"I did not enjoy empathising with blind people"
Remember Rod Liddle, the Sunday Times writer who caused uproar amongst disabled people last September (not least on Ouch's messageboard) when he offered his on the then newly-unveiled statue of Alison Lapper Pregnant in Trafalgar Square by criticising the very idea that we should want to look upon such a work of art? At the time, he concluded his diatribe with the following words:
"I do not like the statue of Lapper in Trafalgar Square. Not because, as some critics have argued, it is a poor work of art by Marc Quinn; 'slimy' and 'machine made'. I do not like it because I do not wish to revel in disability. I do not think disability is something that deserves a 'tribute'."
Yes, you remember him now, don't you? He's difficult to forget. Well, the good (?) news is that, this weekend, he was back on his favourite subject - us. This time, it was under the guise of the new Dans Le Noir restaurant in London, the place where diners eat in the dark and are served by blind staff.

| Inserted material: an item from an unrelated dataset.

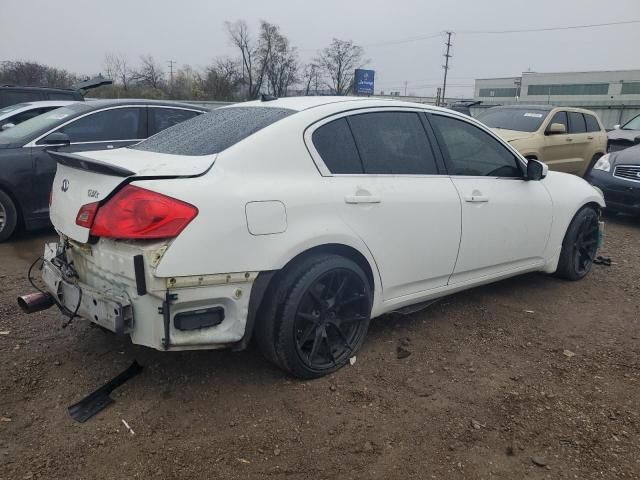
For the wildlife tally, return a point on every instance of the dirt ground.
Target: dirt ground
(532, 377)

Now, considering that the article appears in the newspaper's Table Talk section, you'd think Mr Liddle's review would offer some opinion about the restaurant - the food, the service, the ambience. And it does. Basically, he doesn't like any of it. Fine. That's his opinion. But in between these comments, Rod Liddle can't resist sharing his views on blind people, just as he did about physically disabled people in his earlier article. He concludes with these words:
"In all, I did not enjoy empathising with blind people. Nor did I expect to. Perhaps, though, you are not meant to enjoy the experience. Perhaps you are merely intended to leave the restaurant a little wiser and a little humbler ... Meanwhile, I will soon be setting up a restaurant where the diners are encased in straitjackets and the waiters are all amputees."
Crippled Monkey won't be inviting Rod round for dinner any time soon, that's for certain.
Comments
How about force-feeding him Humble Pie?
Well in a way he's right - the point of the exercise ISN'T really to have a good time, but to learn something and empathise. Since Liddle clearly doesn't have an empathetic bone in his body, it's not surprising he didn't enjoy it. The fact that he hated the experience so much tells us all we need to know.
I bet he was on the same table as glen hoddle.
Much as I despise all that Rod Liddle stands for I feel I must take issue with the Sunday Times for sending him along in the first place.
They must know his views on the subject of disability and that he likes to cause offence with his outdated views. Is this a deliberate attempt to upset the disabled lobby again by this paper?
As usual, the newspapers are seemingly intent on discrediting anything that disabled people do. Or if they aren't discrediting it they sensationalise it, or even worse patronise us. Liddle is no friend of disabled people, that's true, but my fear is that the ignorance runs far deeper than that that runs through Rod Liddle's veins.
Whoever sent him was counting on the dustup. The noise that sending him there with his proven antipathy for difference would create.